Анфиса орлицей кружила над внуками, Прасковья теперь ее интересовала только как кормилица. Родит ли еще невестка, неизвестно, плохо она беременность переносит, а наследники (сразу два!) – вот они, живые, в зыбке качаются. Анфиса донимала дохтора, требовала, чтобы он каждый день по нескольку раз осматривал младенцев.
– Помилуйте, Анфиса Ивановна! – не выдержал Василий Кузьмич. – Что вы с ума сходите? Нормальные детишки. Мелковаты, да близнецов крупных и не бывает. Несмотря на то что у Прасковьи был токсикоз в последних триместрах, на плодах это не отразилось. Все рефлексы в норме, дисплазий суставов не наблюдается, яички опустились…
– Куда? – вырвалось у Анфисы.
Из последней фразы она поняла только слово «яички».
Доктор расхохотался, и она почувствовала себя дура дурой, как много лет назад, когда привезла к Василию Кузьмичу сына Петра с его неудалой елдой.
– В мошонку, сударыня, опустились, что и требуется, на пол не упали и не закатились под печь.
На следующий день Анфиса нашла повод отомстить Василию Кузьмичу за насмешки. Во дворе она столкнулась с Никифором Коростылевым, пятидесятилетним бондарем. Никифор брел к воротам, прихрамывая и враскоряку.

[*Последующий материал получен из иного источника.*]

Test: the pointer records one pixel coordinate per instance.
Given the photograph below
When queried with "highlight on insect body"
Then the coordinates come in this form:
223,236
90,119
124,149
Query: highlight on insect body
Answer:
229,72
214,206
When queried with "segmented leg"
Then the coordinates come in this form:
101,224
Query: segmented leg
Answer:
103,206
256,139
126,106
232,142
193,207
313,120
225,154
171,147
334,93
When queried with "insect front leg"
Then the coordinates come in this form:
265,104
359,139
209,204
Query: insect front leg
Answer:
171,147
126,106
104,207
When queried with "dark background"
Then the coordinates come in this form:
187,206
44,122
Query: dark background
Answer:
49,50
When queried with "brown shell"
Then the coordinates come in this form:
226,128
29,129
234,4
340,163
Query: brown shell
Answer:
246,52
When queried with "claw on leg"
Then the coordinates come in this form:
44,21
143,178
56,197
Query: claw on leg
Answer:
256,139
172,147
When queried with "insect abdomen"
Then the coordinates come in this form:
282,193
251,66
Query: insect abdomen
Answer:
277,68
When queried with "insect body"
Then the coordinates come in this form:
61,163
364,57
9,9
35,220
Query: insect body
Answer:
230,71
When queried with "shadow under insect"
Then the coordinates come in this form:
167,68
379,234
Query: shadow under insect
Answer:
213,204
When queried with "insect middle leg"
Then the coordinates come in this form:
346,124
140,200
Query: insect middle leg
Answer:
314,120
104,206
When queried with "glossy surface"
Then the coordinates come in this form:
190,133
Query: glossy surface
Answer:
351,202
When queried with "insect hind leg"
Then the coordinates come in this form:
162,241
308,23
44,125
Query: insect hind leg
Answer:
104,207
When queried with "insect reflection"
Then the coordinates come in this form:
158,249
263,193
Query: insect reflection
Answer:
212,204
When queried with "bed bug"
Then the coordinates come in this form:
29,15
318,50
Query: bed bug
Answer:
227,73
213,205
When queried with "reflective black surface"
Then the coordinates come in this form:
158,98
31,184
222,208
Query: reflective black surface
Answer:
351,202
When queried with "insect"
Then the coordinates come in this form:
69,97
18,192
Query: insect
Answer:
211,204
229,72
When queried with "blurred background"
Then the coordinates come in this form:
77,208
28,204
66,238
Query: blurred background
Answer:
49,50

Поздоровавшись, Анфиса спросила:
– Занемог?
– Ох, не говори, замучили прыщи, спину и ниже усыпало, ни сесть, ни встать. Спасибо дохтору и твоей дочке, вроде полегчало.

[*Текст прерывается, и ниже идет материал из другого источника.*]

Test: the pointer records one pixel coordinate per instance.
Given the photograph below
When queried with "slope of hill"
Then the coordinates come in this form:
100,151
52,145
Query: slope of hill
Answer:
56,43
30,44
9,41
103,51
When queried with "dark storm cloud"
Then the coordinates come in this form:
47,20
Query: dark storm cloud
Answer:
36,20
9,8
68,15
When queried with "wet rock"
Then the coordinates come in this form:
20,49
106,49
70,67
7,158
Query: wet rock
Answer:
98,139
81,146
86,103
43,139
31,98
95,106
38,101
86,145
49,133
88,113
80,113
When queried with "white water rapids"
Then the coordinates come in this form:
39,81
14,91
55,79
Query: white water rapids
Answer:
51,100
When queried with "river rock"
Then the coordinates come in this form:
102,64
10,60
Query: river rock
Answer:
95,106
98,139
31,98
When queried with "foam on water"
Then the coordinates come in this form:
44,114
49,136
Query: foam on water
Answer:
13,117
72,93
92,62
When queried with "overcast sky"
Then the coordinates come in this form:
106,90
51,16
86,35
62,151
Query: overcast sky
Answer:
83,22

Анфиса бровью не повела, попрощалась и пожелала выздоровления. Но в анбулаторию влетела фурией.
– Вы что же это, господин хороший, себе позволяете?
– Что? – удивился Василий Кузьмич.
– За все мои вам благоденствия, за хлеб-соль и бызэ? За анбулаторию, которая мне нужна как собаке коромысло? Не ожидала я от вас такой пакости и позора моему дому!
– Да в чем дело?
– А в том, что мою дочь малолетнюю вы заставляете на мужские жопы смотреть и прыщи на них давить!
– Но позвольте…
– Не позволю! Не позволю тут срам разводить!

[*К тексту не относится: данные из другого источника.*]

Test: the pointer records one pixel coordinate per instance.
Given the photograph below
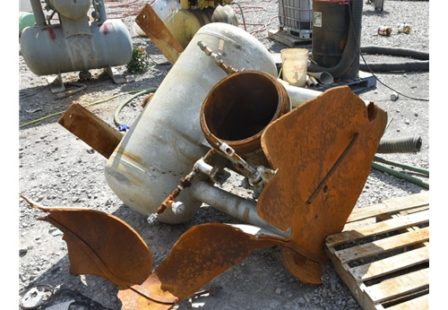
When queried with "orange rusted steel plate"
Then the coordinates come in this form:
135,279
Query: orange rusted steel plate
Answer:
202,253
90,129
101,244
323,151
148,295
159,34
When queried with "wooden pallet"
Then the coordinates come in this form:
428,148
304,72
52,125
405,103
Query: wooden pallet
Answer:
382,254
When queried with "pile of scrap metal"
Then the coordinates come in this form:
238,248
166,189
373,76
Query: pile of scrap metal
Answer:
306,156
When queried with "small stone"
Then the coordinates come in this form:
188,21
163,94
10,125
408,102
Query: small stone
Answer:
55,232
394,96
22,252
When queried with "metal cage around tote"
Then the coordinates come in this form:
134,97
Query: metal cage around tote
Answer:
296,16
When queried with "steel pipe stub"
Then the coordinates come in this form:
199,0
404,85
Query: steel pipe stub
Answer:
239,107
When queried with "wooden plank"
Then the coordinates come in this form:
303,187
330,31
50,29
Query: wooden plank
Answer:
398,286
378,228
390,206
90,129
390,264
357,289
419,303
383,245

Нюраня нервно, от испуга, рассмеялась.
– Весело тебе? – накинулась на нее мать. – Ну, так я тебе веселья добавлю!
Она больно схватила дочь за ухо и поволокла на улицу. Нюраня верещала, следом бежал, размахивая руками, с криками: «Дичь! Это дичь!» – доктор.
Аким и Федот, работавшие во дворе вместе с Еремеем, недоуменно переглянулись. По их разумению, дичь – убитый зверь или птица.
– Кто-то охотился? – спросил Аким хозяина.
– Известно, кто тут охотница. На людей, – ответил Еремей. – Дичь – это дикость. Вот уж точно.
В доме скандал продолжился. Брошенная на лавку Нюраня имела неосторожность сказать, что все органы у человека только части тела. (Так ей Василий Кузьмич говорил, и она с ним была полностью согласна.) За «органы» Нюране еще больше досталось. А Василию Кузьмичу, который слова не мог вставить, было обещано, что все его порошки-микстурки будут выброшены и ни один калека больной, ни один нюхлый больше не войдет в калитку их двора.
– Не было у нас никаких нюхлых! Это что еще за диагноз? – наконец прорвался через Анфисины крики доктор.
Нюхлыми в Сибири называли слабых и болезненных людей.
Анфиса заткнулась, только когда, разбуженные ее криками, заплакали близнецы.
Потом Нюраня долго рыдала, и умоляла мать, и на коленях стояла. Василий Кузьмич тоже каялся, призывал Анфису к человеколюбию и давал обещания: ни с переду, ни с заду ниже пояса ни одного пациента мужского пола Нюраня не увидит, а он будет осматривать близнецов хоть каждый час.
– Еще раз какое нарушение найду, – сдалась, но пригрозила Анфиса, – закрою анбулаторию на веки вечные!
Василий Кузьмич и Нюраня, оба в белых халатах, он всклоченный, она зареванная, со вспухшим красным ухом, быстро-быстро закивали. Но обещаний своих не придерживались, поскольку требования Анфисы Ивановны были ненаучны и глупы. Да и Анфиса после участия Нюрани в родах Марфы не контролировала работу дочери в анбулатории.